Hi its nothing like any of the level airs ive seen it only has the no 6 on the main body and BRILHART in capitals on the bit that goes on the cork its silver nd really hevy but gives a relly bright tone... have you heard of any fake ones it seems odd there is no serial no..
 

eb424

Senior Member
Messages
2,740
Locality
london
well that was fun as usual....lol... For clarity i always new i wanted to play tenor so bought one when funds enabled: and put it under the bed.o_Oo_O as i didnt want to have the "madness" of trying to find a set up that i could play interfere with the alto journey........ However my mate also bought a tenor and hence the chaos began, reeds mouthpiece etc that enabled me to get a nice tone out of it.. I have been learning the alto for about 18months but am a way off being able to hit all the notes high d, e, f constantly or if at all.
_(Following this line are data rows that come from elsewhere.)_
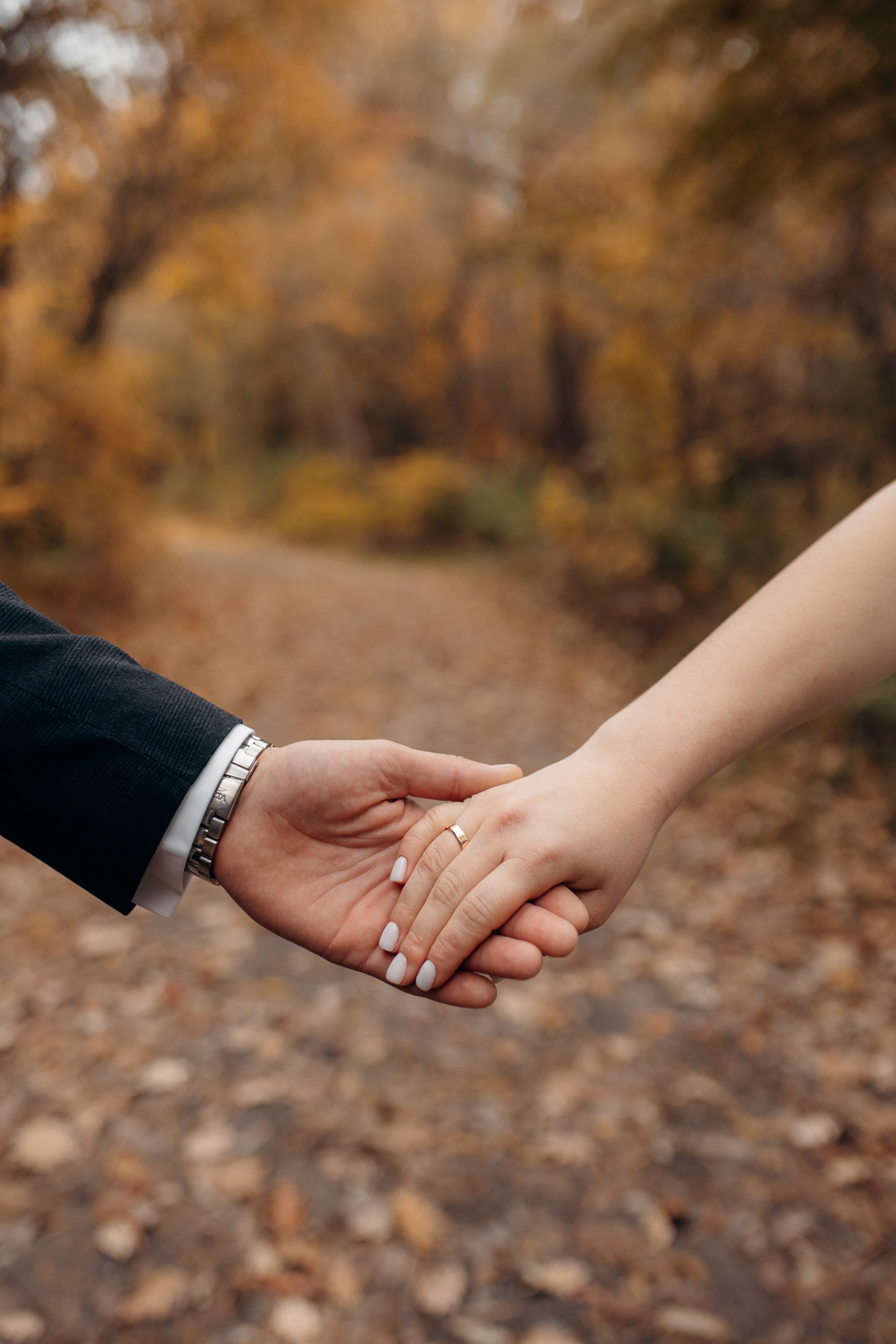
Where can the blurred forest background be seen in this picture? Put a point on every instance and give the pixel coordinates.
(590, 300)
(609, 284)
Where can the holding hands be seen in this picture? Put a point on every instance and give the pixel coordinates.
(587, 822)
(309, 850)
(821, 632)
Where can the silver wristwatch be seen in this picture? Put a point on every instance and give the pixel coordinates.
(202, 854)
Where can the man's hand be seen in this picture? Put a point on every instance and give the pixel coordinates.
(312, 842)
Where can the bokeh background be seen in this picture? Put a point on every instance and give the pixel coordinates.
(442, 370)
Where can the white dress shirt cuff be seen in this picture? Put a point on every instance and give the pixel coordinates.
(164, 881)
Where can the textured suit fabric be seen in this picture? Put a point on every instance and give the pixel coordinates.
(97, 752)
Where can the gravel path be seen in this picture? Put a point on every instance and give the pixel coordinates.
(683, 1133)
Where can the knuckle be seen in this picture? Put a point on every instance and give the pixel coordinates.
(508, 817)
(530, 964)
(429, 866)
(448, 890)
(476, 915)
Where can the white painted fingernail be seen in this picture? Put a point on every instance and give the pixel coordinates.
(390, 936)
(397, 972)
(426, 976)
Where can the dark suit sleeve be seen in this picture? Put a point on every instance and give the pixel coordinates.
(99, 753)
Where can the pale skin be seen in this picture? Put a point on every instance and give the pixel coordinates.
(817, 635)
(309, 850)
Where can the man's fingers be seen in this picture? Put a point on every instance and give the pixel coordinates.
(563, 902)
(430, 776)
(465, 990)
(532, 924)
(508, 959)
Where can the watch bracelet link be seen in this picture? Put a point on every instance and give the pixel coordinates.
(202, 853)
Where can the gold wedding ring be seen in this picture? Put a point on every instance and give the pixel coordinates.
(460, 836)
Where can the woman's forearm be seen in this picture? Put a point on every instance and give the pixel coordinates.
(818, 634)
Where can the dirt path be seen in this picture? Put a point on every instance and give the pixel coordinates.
(683, 1133)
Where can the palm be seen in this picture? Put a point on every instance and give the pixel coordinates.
(331, 842)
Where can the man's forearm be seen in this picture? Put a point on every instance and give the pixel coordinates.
(818, 634)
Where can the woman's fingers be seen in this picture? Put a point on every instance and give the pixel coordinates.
(442, 874)
(421, 836)
(456, 920)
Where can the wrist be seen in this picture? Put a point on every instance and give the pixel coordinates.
(230, 843)
(642, 757)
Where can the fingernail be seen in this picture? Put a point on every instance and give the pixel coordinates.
(397, 972)
(426, 976)
(390, 936)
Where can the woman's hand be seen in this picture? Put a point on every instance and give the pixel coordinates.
(587, 823)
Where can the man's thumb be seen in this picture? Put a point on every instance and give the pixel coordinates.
(426, 774)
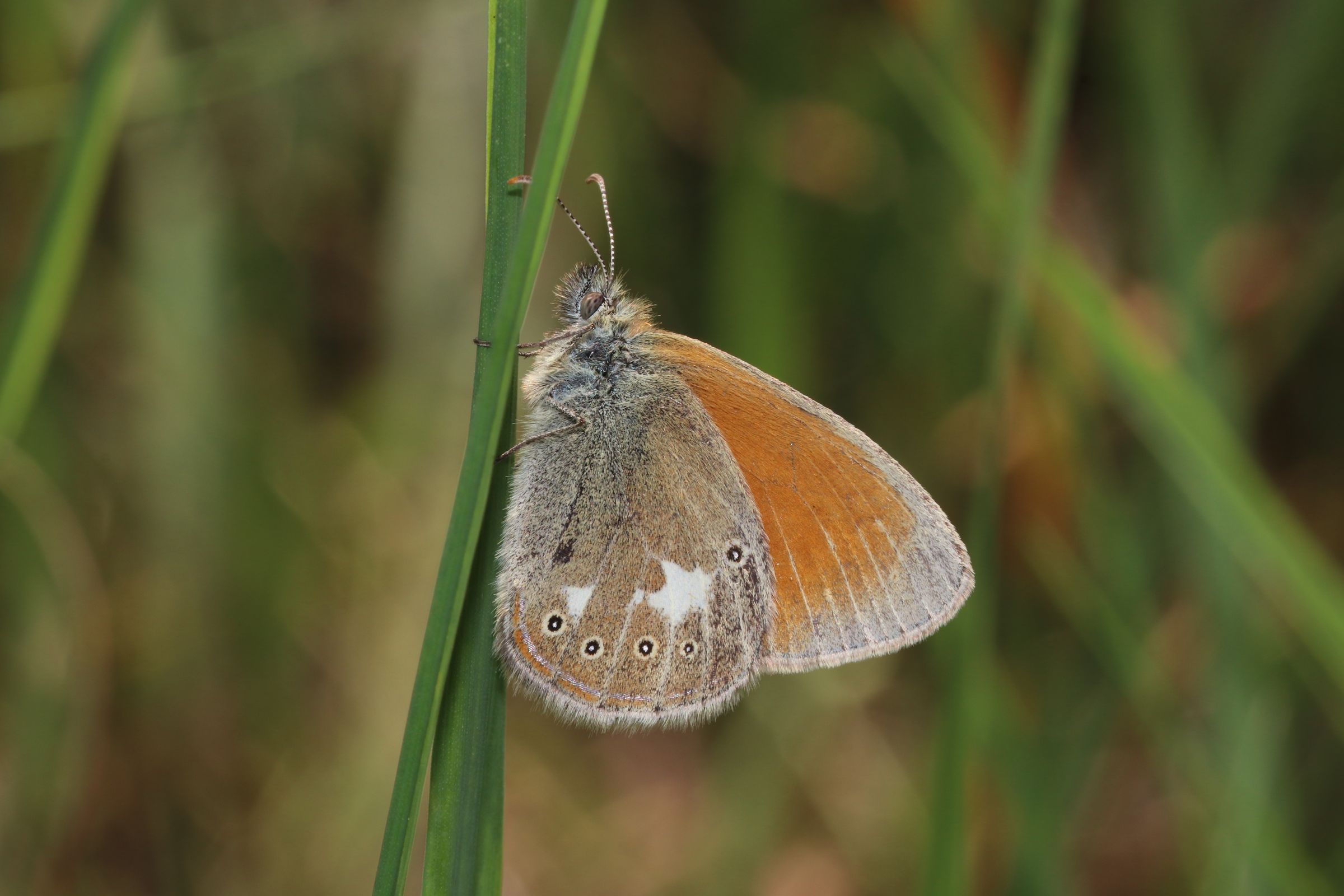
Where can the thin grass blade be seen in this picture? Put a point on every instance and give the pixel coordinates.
(39, 302)
(495, 375)
(464, 844)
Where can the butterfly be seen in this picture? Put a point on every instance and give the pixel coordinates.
(682, 523)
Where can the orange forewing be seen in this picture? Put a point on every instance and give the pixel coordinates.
(837, 527)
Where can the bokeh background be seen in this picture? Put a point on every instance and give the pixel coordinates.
(221, 524)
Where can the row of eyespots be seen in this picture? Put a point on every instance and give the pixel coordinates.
(593, 648)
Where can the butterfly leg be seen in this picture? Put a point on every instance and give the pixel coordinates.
(578, 422)
(554, 338)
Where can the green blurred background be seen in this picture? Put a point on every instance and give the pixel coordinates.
(221, 524)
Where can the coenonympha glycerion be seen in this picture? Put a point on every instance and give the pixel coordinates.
(682, 523)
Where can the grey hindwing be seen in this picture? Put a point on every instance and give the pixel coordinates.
(635, 577)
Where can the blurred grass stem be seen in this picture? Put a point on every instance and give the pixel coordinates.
(972, 645)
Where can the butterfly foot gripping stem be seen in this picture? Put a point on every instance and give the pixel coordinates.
(578, 422)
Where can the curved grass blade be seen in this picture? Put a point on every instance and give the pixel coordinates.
(495, 371)
(464, 844)
(39, 302)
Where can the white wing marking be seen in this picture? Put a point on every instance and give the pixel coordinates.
(683, 593)
(578, 598)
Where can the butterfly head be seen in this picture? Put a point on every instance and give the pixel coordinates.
(589, 292)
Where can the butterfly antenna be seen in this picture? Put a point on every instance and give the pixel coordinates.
(585, 234)
(526, 179)
(606, 211)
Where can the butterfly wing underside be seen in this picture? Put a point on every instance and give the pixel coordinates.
(865, 561)
(635, 574)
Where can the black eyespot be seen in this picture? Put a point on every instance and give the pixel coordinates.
(589, 304)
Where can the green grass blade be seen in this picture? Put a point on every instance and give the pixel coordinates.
(464, 844)
(971, 641)
(465, 837)
(495, 374)
(38, 305)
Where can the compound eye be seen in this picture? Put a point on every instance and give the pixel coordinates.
(589, 305)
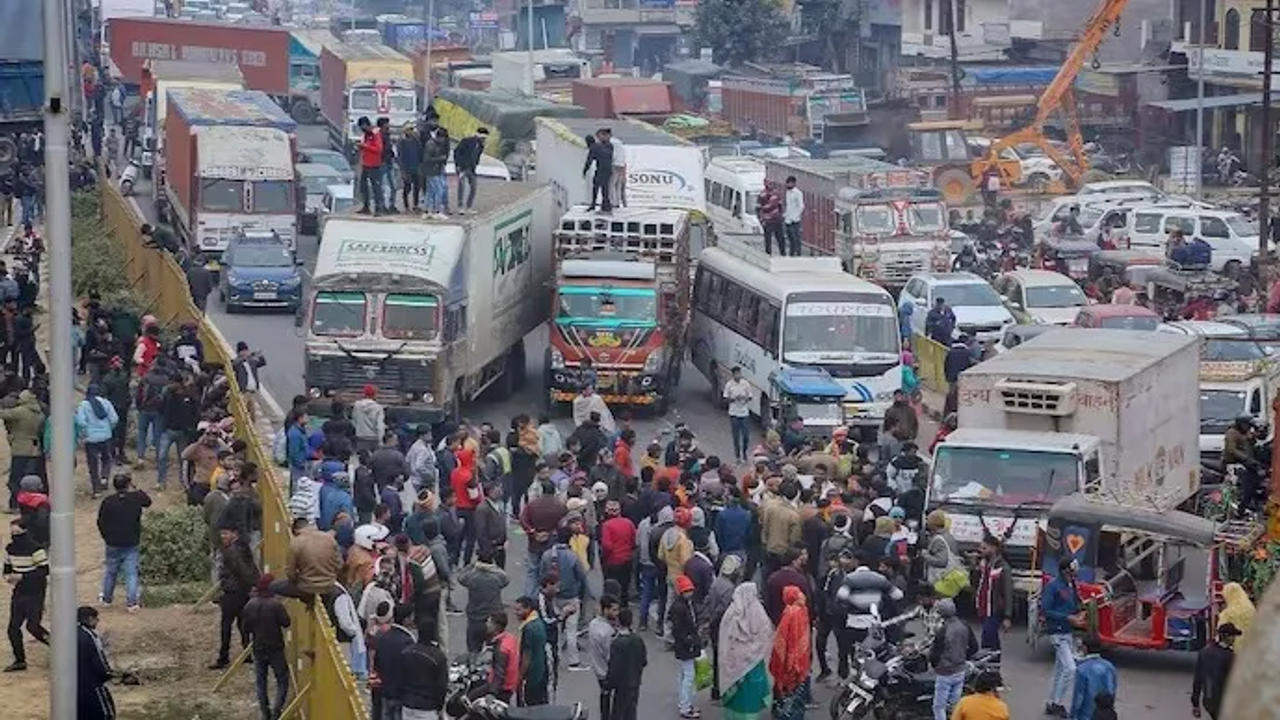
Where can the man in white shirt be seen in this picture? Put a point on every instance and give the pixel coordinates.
(620, 169)
(739, 395)
(792, 210)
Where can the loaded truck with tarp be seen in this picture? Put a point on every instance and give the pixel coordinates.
(430, 313)
(228, 168)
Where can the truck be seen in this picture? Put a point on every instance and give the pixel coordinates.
(158, 78)
(365, 80)
(1109, 414)
(228, 168)
(620, 299)
(883, 222)
(263, 54)
(663, 171)
(429, 313)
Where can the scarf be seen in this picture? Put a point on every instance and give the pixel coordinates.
(790, 660)
(745, 636)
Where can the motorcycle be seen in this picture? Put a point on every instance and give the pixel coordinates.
(888, 682)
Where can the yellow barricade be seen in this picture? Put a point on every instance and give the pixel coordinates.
(323, 683)
(931, 356)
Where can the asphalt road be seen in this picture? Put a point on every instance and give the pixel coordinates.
(1151, 684)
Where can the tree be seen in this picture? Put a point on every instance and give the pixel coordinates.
(739, 31)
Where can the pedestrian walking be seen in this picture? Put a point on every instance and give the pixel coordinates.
(119, 523)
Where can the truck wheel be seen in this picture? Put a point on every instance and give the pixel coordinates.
(302, 112)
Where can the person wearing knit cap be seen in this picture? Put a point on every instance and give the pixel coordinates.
(264, 620)
(686, 641)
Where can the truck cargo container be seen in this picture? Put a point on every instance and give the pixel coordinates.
(620, 299)
(1111, 414)
(430, 313)
(612, 98)
(263, 54)
(365, 80)
(883, 222)
(663, 171)
(228, 167)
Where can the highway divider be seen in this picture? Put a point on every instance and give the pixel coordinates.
(323, 683)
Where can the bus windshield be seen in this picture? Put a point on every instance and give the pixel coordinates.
(823, 326)
(1002, 475)
(615, 306)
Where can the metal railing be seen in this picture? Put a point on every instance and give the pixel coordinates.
(321, 683)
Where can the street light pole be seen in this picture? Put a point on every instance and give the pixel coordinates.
(62, 483)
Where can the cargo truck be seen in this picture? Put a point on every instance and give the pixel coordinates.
(620, 299)
(663, 171)
(263, 54)
(430, 313)
(883, 222)
(228, 167)
(366, 80)
(1110, 414)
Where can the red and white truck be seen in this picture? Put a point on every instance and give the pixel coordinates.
(228, 167)
(883, 222)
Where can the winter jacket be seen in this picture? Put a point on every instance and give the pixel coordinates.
(24, 423)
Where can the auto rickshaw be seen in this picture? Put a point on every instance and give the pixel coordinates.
(810, 395)
(1171, 291)
(1068, 255)
(1148, 579)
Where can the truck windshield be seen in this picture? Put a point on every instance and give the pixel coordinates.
(584, 305)
(1009, 477)
(817, 327)
(273, 196)
(876, 219)
(222, 195)
(338, 314)
(408, 317)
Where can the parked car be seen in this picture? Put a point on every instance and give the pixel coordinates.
(978, 309)
(260, 270)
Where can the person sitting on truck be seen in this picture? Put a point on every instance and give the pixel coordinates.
(370, 167)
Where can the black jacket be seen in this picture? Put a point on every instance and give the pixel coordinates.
(119, 518)
(425, 677)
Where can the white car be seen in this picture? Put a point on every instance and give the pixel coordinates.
(978, 309)
(1043, 297)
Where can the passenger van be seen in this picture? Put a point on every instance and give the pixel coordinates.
(732, 185)
(1233, 237)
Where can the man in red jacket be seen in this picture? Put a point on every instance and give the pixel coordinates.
(370, 167)
(617, 547)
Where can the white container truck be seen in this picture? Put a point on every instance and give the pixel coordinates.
(1111, 414)
(432, 313)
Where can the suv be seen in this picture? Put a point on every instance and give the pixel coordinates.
(260, 270)
(977, 306)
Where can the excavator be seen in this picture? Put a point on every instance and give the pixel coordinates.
(1059, 96)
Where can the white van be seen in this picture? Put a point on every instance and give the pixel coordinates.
(732, 185)
(1233, 237)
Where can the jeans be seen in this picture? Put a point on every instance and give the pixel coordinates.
(469, 180)
(685, 682)
(169, 438)
(149, 422)
(437, 194)
(946, 692)
(118, 557)
(97, 455)
(1064, 666)
(274, 662)
(648, 580)
(741, 434)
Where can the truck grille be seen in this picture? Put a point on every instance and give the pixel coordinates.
(394, 378)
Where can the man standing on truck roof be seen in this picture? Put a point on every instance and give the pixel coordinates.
(792, 212)
(370, 167)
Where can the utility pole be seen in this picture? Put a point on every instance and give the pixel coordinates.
(62, 483)
(1200, 108)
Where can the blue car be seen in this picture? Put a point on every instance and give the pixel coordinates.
(260, 270)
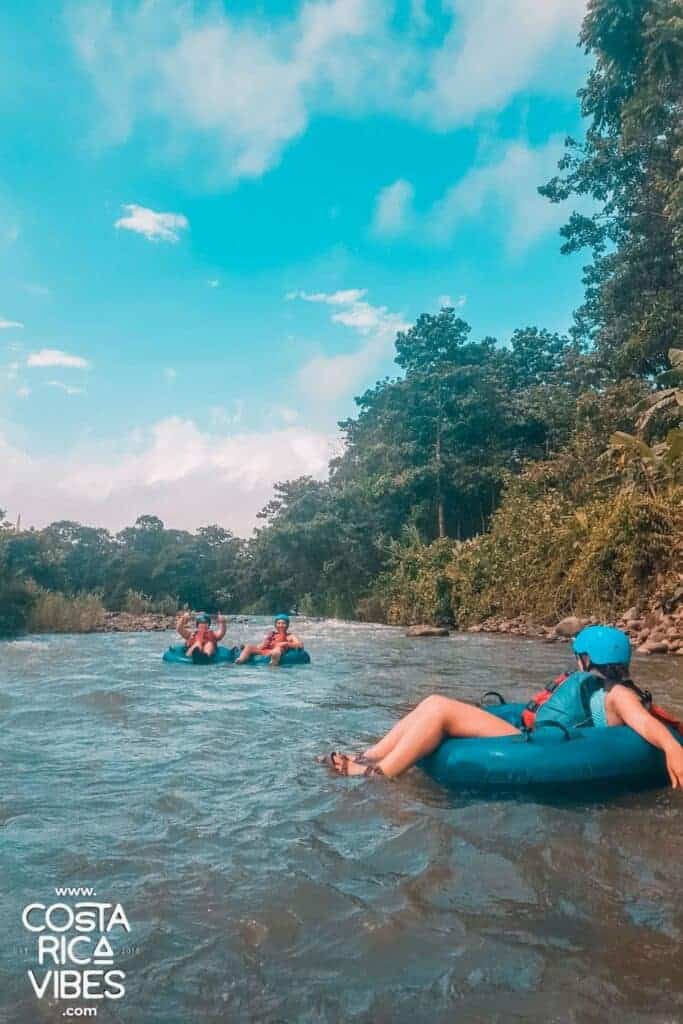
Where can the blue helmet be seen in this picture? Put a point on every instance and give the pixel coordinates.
(603, 644)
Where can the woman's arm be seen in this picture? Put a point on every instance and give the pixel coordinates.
(626, 706)
(181, 626)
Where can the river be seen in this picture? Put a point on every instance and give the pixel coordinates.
(259, 887)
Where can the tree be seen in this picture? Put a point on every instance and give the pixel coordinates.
(631, 166)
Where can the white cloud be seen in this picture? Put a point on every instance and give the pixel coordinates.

The tenor came with a vintage soloist c** mouthpiece and i just didnt like it so bought a Kanee ebonite Florida which i love. I wanted to try a metal mouth piece which was the (possible) Brilhart again i really like this both with a 2h Daddario select Jazz reed. I just thought it would be better to put the tenor away now its set up for a short period and focus on the alto until i can at least play all the notes... I was also looking for advise on whether anyone had heard of fake brilharts.. Eddie
 

Phil

Senior Member
Messages
1,231
Locality
France
Level Airs are to cheap to copy. They are not terribly sought after. All Brilharts are not serial numbered. I have not played the alto versions but the tenors will rip paint off the wall.